30 августа (11 сентября) 1872 года. Среда
Татьяна Дмитриевна Алтынова давно вышла из той поры своей жизни, когда её мучило раскаяние за то, что она сделала, замыслила или намечтала себе. Когда-то, в пору юности, она порой не спала ночи напролёт, поворачивая так и этак собственные поступки и желания. Оценивала их, а порой и сама себя жестоко осуждала. Но то осталось в прошлом. К своим пятидесяти годам беглая жена Митрофана Алтынова бросила заниматься самоедством. Бессмысленно это было и только прибавляло морщин. А Татьяна Дмитриевна с ужасом рассматривала в зеркале каждую новую складочку на своем лице. И до недавнего времени выдергивала у себя все седые волоски. Однако пришлось это занятие забросить: многовато их сделалось. Этак она со своими светло-русыми, почти рыжими волосами станет похожа на плешивую белку!
А тут ещё и Петя Эзопов нанес ей удар — после того, как они пятнадцать лет были вместе!
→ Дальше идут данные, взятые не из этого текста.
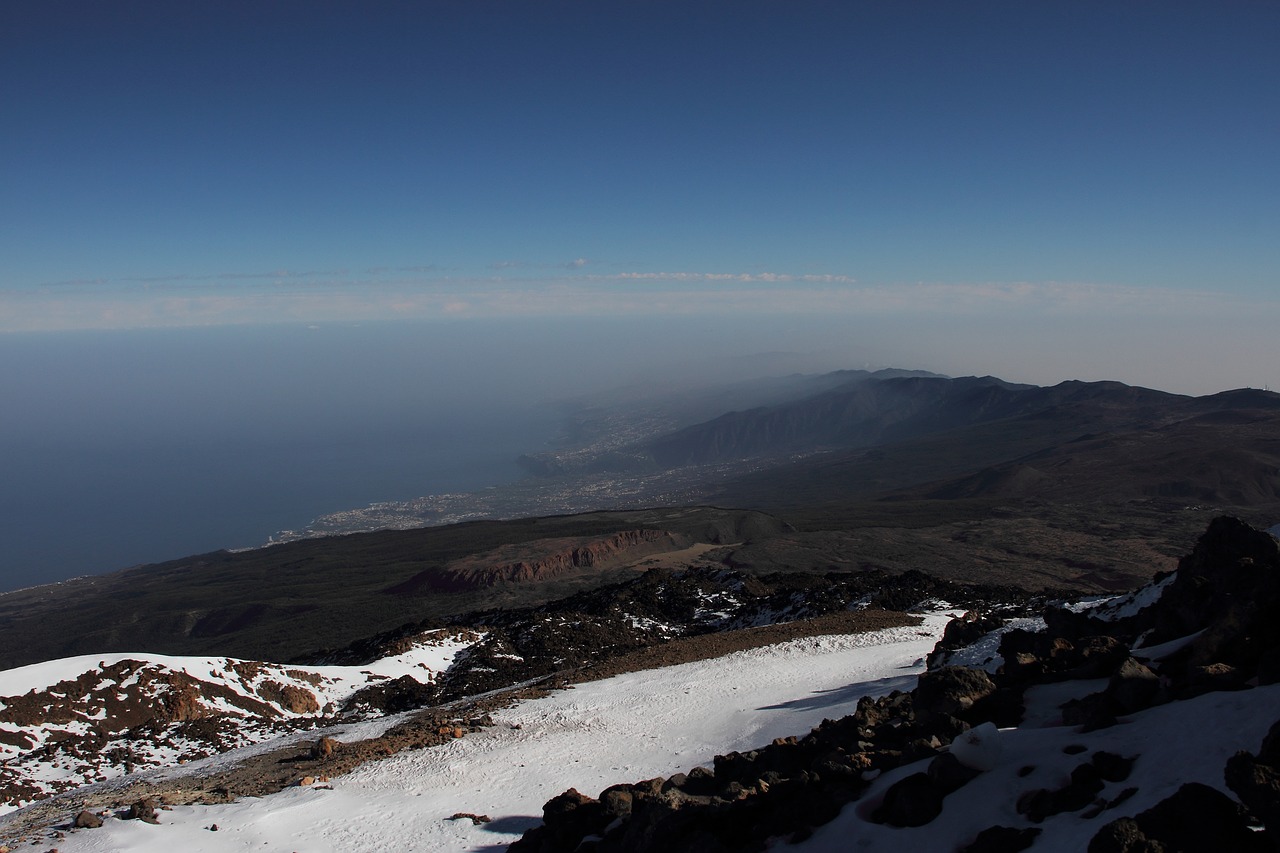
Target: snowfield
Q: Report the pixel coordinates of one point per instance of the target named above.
(631, 726)
(1207, 730)
(76, 693)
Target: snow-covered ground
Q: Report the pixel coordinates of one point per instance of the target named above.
(1175, 743)
(622, 729)
(59, 703)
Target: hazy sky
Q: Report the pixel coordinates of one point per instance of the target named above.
(1037, 190)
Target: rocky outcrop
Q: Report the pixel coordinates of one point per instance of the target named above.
(1228, 588)
(539, 561)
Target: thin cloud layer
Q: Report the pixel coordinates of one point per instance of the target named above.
(328, 296)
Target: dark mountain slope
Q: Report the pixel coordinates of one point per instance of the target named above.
(873, 411)
(1225, 457)
(288, 600)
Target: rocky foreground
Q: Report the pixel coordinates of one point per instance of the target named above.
(1212, 626)
(1084, 698)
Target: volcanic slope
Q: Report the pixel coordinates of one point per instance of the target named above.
(1150, 717)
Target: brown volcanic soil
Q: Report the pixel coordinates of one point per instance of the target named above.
(540, 561)
(269, 772)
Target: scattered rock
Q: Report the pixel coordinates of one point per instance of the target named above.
(979, 748)
(1197, 819)
(325, 748)
(476, 820)
(1002, 839)
(913, 801)
(144, 810)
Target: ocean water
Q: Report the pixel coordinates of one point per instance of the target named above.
(131, 447)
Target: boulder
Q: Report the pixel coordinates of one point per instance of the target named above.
(951, 690)
(1197, 819)
(1002, 839)
(913, 801)
(978, 748)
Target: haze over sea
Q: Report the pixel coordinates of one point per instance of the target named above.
(129, 447)
(140, 446)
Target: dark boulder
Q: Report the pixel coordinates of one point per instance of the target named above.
(1197, 819)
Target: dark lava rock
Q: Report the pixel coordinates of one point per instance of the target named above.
(1133, 687)
(1197, 819)
(1084, 787)
(950, 774)
(144, 810)
(951, 690)
(1256, 779)
(913, 801)
(1002, 839)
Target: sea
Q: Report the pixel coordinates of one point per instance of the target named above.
(133, 447)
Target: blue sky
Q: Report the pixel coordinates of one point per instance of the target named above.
(1054, 165)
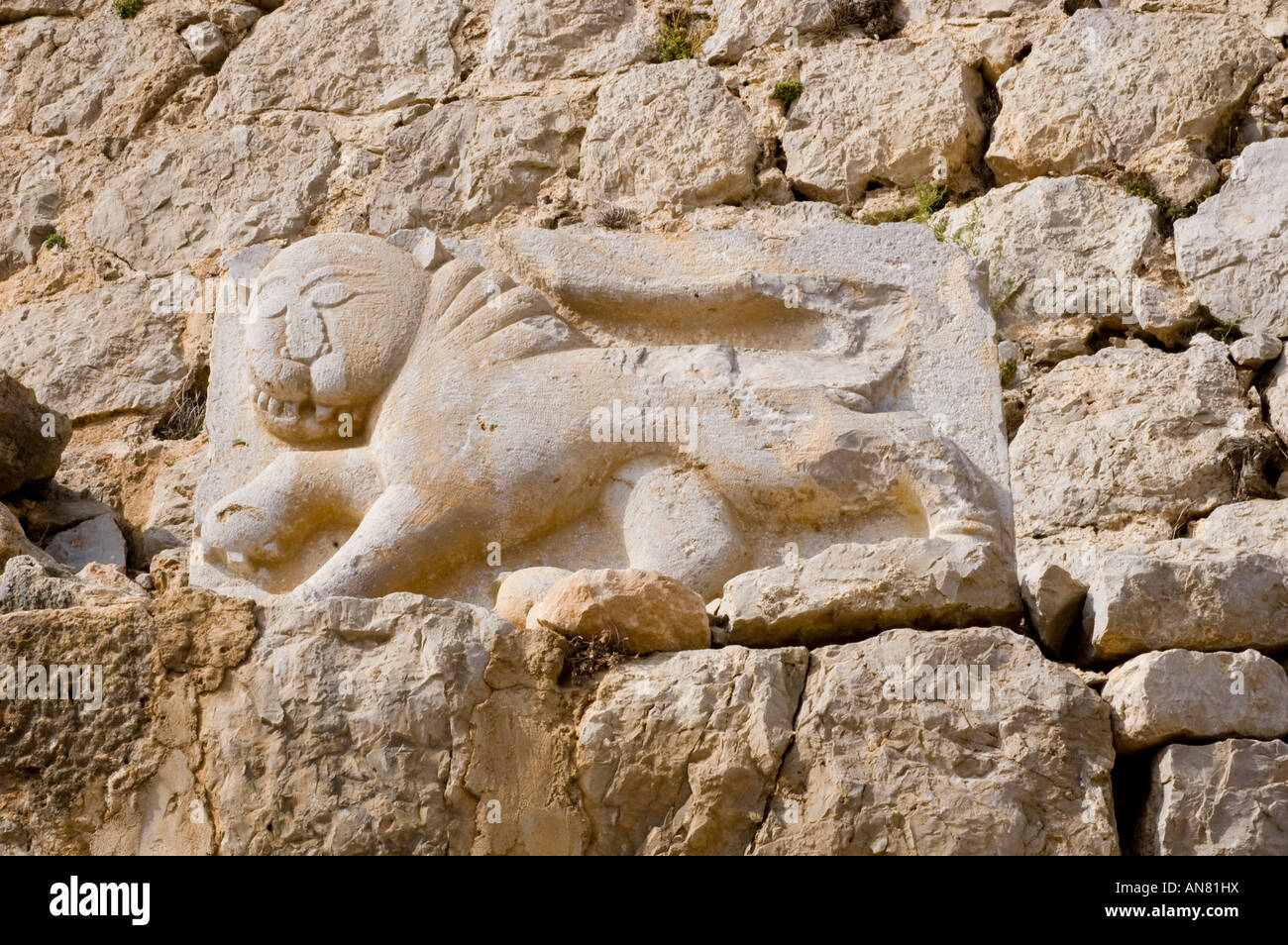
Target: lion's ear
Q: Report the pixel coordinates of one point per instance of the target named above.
(424, 245)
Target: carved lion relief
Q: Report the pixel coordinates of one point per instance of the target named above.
(395, 419)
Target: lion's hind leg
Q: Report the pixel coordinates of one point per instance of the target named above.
(677, 523)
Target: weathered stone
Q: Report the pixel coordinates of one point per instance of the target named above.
(635, 610)
(14, 542)
(33, 437)
(529, 40)
(207, 43)
(743, 25)
(1180, 695)
(97, 540)
(523, 588)
(170, 518)
(669, 136)
(1179, 171)
(1198, 71)
(1052, 599)
(678, 752)
(849, 591)
(29, 214)
(1184, 592)
(1276, 399)
(750, 336)
(1257, 523)
(464, 162)
(1070, 257)
(1136, 439)
(1012, 763)
(111, 772)
(1234, 250)
(127, 356)
(1256, 351)
(1224, 798)
(38, 582)
(237, 185)
(1267, 108)
(347, 730)
(336, 55)
(108, 78)
(921, 121)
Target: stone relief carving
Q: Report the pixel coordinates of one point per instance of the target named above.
(394, 419)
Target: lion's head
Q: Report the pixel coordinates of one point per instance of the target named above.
(330, 327)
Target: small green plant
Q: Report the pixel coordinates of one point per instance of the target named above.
(679, 37)
(128, 9)
(787, 90)
(1225, 329)
(185, 417)
(966, 236)
(584, 658)
(616, 218)
(1140, 185)
(876, 18)
(930, 197)
(1010, 286)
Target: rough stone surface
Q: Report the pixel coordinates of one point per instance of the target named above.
(669, 136)
(464, 162)
(33, 437)
(1256, 351)
(1179, 171)
(885, 455)
(475, 245)
(1199, 69)
(1070, 257)
(919, 123)
(335, 55)
(636, 610)
(237, 185)
(1235, 248)
(1022, 769)
(94, 541)
(1218, 799)
(523, 588)
(1133, 439)
(108, 78)
(1179, 695)
(1197, 595)
(702, 757)
(1052, 600)
(554, 39)
(124, 356)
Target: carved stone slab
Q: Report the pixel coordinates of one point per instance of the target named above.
(807, 426)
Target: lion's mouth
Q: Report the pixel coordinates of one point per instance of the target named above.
(288, 411)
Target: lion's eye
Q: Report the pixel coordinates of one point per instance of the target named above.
(330, 295)
(270, 304)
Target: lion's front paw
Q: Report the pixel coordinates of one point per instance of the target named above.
(239, 538)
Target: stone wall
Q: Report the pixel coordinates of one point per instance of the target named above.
(978, 308)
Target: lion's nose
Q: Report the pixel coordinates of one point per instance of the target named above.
(305, 335)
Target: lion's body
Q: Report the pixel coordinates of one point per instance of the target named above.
(494, 421)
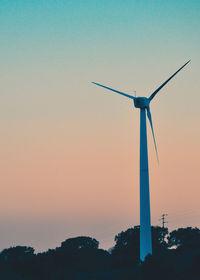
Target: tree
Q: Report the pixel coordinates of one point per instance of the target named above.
(184, 239)
(80, 242)
(127, 246)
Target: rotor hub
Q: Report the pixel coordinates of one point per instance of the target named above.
(141, 102)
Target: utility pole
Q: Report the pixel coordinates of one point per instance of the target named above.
(163, 217)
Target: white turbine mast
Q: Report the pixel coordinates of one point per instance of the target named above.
(142, 103)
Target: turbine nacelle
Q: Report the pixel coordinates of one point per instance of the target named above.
(141, 102)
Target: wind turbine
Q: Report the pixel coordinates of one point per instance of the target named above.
(143, 103)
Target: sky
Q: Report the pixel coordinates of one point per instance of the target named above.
(70, 150)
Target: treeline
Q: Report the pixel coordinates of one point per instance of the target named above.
(176, 255)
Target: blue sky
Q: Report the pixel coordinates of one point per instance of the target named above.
(53, 121)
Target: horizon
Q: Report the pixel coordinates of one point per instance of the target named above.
(69, 150)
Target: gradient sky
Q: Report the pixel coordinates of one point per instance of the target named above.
(70, 150)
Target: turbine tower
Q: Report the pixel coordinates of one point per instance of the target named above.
(143, 103)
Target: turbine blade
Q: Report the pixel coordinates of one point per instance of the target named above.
(151, 124)
(122, 93)
(158, 89)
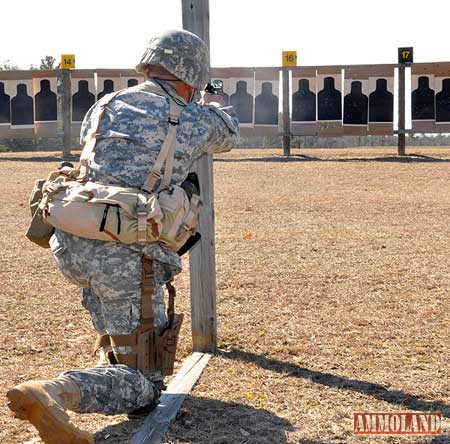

И он, между прочим, постоянно восторгался её моложавостью. Но вот, поди ж ты: её mignon ami[3]взял, да и вернулся к законной супруге своей Софье, золовке Татьяны Дмитриевны. И ладно бы, она была моложе Татьяны, так нет: они обе находились в одних летах! И выходило, что Софья Эзопова, в девичестве — Алтынова, в свои пятьдесят оказалась более привлекательной в глазах Петра Филипповича, ценителя женской красоты.
Этой мысли Татьяна Дмитриевна вынести не могла. Потому-то, когда здесь, в Живогорске, к ней заявился тот человек со своим немыслимым предложением, она не выставила его прочь. А, главное, поверила ему, хотя уж точно не считала себя наивной дурочкой! Ха-ха, ну, подумаешь: искуситель пообещал ей вечную молодость. Почему, спрашивается, она не должна была ему верить, если именно этого желала сильнее всего на свете? Тем более что взамен её визитер только и хотел, что получить постоянный и беспрепятственный доступ в алтыновский склеп, что располагался на Духовском погосте. Правда, когда она спросила: «А что там, в этом склепе?», её посетитель принялся мяться, прятать глаза и внятного ответа ей так и не дал. Сказал: он хочет произвести какие-то исторические изыскания. А Татьяну Дмитриевну так ослепили описанные ей перспективы омоложения, что она не стала дознаваться. Сразу же на предложенные условия согласилась
Однако с посещением склепа всё оказалось не так просто. Ключ-то от него Татьяна легко раздобыла: Лукьян Андреевич Сивцов сделал по её просьбе дубликат. И не поинтересовался даже, для чего ей это понадобилось. Но, когда она попробовала отпереть этим ключом дверь погребальницы, ничего не вышло. Ключ легко проворачивался в замке, раздавался щелчок, но — дверь не открывалась! Уж Татьяна Дмитриевна и плечом её толкала, и даже ударяла в неё ногой — всё без толку.
Вот тут-то и стало до Татьяны Дмитриевны доходить: исполнить свою часть договора ей будет нелегко. Пожалуй, она и сама могла бы догадаться, что попасть в склеп Алтыновых кто угодно не сумеет. А иначе с какой радости её визитеру было так стараться: заключать с ней мефистофельскую сделку? Он мог бы просто взломать замок, и вся недолга.
И Татьяна Дмитриевна решила обратиться за советом к женщине, которая много лет являлась её конфиденткой и помощницей: к Агриппине Ивановне Федотовой. Увы, та укатила к тому времени в подмосковную усадьба «Медвежий Ручей»: вызволять оттуда свою внучку Зинаиду. Но Татьяна отправила ей с нарочным подробнейшее письмо обо всём произошедшем. И попросила её дать подсказку: что предпринять, дабы открыть заклинившую дверь?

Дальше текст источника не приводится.